Things had not gone as Manik had planned. Life had got in the way of his dreams; life and a large yellow truck. He sucked in his breath and slowly let it out.
Asad Bhai looked at him with a frown on his pock marked face, “Are you sure you don’t want to sit for a few more minutes?”
Manik raised his hand and shook his head. “No, no, I’m fine…”
“Hmm,” said Asad Bhai not convinced. He swatted a fly away from the bananas hanging from a hook on the side of his stall.
“So what do you think about this new lot?” Asad Bhai said, pointing to the people across the road. “Who do you think is going shell out and who’s going to tell you to bugger off?”
Manik grinned at the tea shop owner, “Sometimes you’re too much Asad Bhai! If I could answer that I’d be a rich man.”
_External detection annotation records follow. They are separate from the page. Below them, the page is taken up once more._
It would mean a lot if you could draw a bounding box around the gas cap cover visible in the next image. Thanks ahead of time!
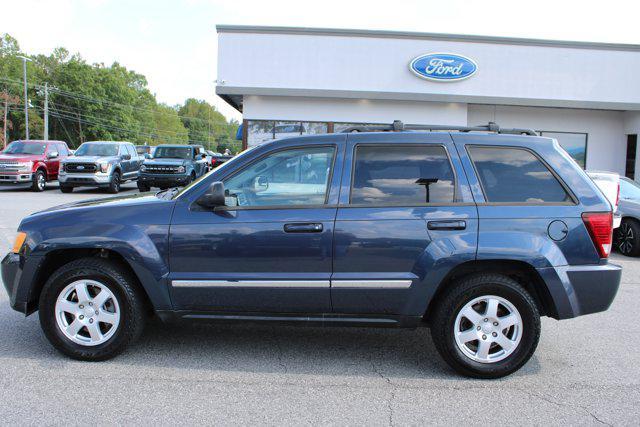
[547,219,569,242]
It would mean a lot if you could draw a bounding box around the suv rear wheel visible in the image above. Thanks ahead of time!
[107,171,120,194]
[31,169,47,193]
[615,219,640,256]
[431,274,540,378]
[39,258,145,361]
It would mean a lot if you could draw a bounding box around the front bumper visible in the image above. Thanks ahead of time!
[0,172,33,185]
[138,173,190,187]
[58,172,111,187]
[538,263,622,319]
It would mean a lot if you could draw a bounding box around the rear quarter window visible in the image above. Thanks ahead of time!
[467,146,572,204]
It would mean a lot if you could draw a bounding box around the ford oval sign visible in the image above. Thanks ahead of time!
[409,53,478,82]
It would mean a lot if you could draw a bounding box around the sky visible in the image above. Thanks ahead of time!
[5,0,640,119]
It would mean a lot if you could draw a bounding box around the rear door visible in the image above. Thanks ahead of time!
[331,132,478,315]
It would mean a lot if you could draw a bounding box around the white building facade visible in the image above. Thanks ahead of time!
[216,26,640,180]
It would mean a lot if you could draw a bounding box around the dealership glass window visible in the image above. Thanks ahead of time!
[540,131,587,169]
[224,147,335,206]
[247,120,275,147]
[301,122,329,135]
[351,145,455,206]
[468,146,571,203]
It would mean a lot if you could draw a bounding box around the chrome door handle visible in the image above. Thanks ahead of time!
[427,220,467,230]
[284,222,322,233]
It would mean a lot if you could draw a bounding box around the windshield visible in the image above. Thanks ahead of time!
[75,142,118,157]
[153,147,191,160]
[3,141,47,154]
[620,178,640,201]
[173,145,260,199]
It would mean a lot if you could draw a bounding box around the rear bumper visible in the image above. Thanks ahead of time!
[0,172,33,185]
[538,264,622,319]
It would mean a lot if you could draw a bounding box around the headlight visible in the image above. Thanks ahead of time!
[11,231,27,254]
[18,162,33,171]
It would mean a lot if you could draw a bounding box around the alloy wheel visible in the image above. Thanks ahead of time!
[454,295,523,363]
[55,280,120,346]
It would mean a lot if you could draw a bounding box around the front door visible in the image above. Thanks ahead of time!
[169,140,344,313]
[331,132,478,316]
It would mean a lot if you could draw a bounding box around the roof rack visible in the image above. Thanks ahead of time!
[342,120,538,136]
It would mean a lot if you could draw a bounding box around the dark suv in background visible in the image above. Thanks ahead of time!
[58,141,144,193]
[2,123,621,378]
[138,144,209,192]
[0,140,70,191]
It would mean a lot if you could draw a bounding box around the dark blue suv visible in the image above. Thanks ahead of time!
[2,123,621,378]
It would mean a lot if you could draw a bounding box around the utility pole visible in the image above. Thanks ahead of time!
[18,55,31,139]
[42,82,49,141]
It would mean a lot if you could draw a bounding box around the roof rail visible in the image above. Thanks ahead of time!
[342,120,538,136]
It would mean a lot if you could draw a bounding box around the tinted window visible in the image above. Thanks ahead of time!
[468,146,571,203]
[224,147,334,206]
[76,142,118,156]
[351,146,454,206]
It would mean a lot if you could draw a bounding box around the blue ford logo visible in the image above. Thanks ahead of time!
[409,53,478,81]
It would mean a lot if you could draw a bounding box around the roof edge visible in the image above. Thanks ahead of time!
[216,24,640,51]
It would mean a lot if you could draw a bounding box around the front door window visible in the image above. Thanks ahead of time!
[224,147,335,207]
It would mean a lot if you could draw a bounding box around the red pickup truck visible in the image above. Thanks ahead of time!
[0,140,69,191]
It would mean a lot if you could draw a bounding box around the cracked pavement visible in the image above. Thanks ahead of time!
[0,184,640,426]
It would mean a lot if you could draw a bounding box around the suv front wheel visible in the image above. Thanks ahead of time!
[39,258,145,361]
[431,274,540,378]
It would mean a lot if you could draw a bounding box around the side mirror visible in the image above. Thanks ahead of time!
[253,175,269,193]
[196,181,225,209]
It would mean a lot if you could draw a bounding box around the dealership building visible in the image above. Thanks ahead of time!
[216,25,640,180]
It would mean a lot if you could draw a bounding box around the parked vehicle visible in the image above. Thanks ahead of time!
[0,140,70,191]
[58,141,144,193]
[136,145,156,158]
[613,177,640,257]
[587,171,622,229]
[138,145,209,192]
[2,122,621,378]
[211,153,233,169]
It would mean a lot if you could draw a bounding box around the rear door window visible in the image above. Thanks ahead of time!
[467,146,572,204]
[351,145,455,206]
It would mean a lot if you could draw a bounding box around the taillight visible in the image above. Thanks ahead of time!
[582,212,613,258]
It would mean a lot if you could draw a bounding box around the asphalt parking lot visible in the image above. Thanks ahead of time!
[0,184,640,425]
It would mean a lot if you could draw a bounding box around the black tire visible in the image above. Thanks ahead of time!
[31,169,47,193]
[107,171,121,194]
[39,258,146,361]
[431,274,540,379]
[615,218,640,257]
[138,181,151,193]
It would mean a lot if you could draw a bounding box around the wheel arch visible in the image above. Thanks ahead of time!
[28,247,160,313]
[423,260,558,322]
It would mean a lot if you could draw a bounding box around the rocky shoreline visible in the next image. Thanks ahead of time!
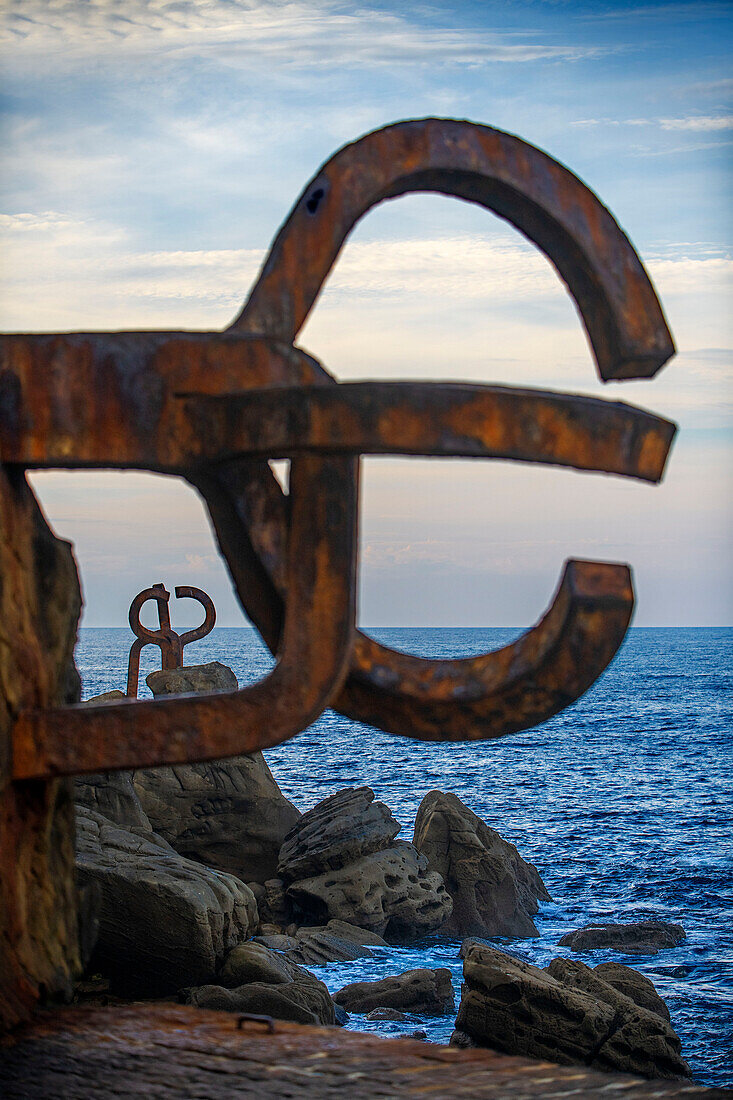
[76,662,690,1079]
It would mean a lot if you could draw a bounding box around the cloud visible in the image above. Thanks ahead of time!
[659,114,733,133]
[570,114,733,133]
[584,0,730,22]
[3,0,610,68]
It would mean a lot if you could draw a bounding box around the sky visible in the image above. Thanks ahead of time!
[0,0,733,628]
“I’m just asking, you’ve been doing this for a while so I thought you might have some sort of gut feeling…”
“No not really, it’s just a question of luck.” Manik paused to stare at the line of people. “Ok,” he said after a moment, “let’s see what kind of fish we have in our net today.”
Towards the end of the queue was a middle aged man wearing a dark brown suit. He had a shiny black briefcase in one hand and a mobile phone in the other. He checked his watch, looked around at his companions and then walked purposefully towards the security guard and said something to him. The security guard didn’t look very impressed and gestured with his hand to go back to the queue. The man looked as if he was about to say something but stopped and turned on his heels and strutted back to join the line. He put his mobile in his pocket where he exchanged it for a handkerchief and mopped his forehead and balding head.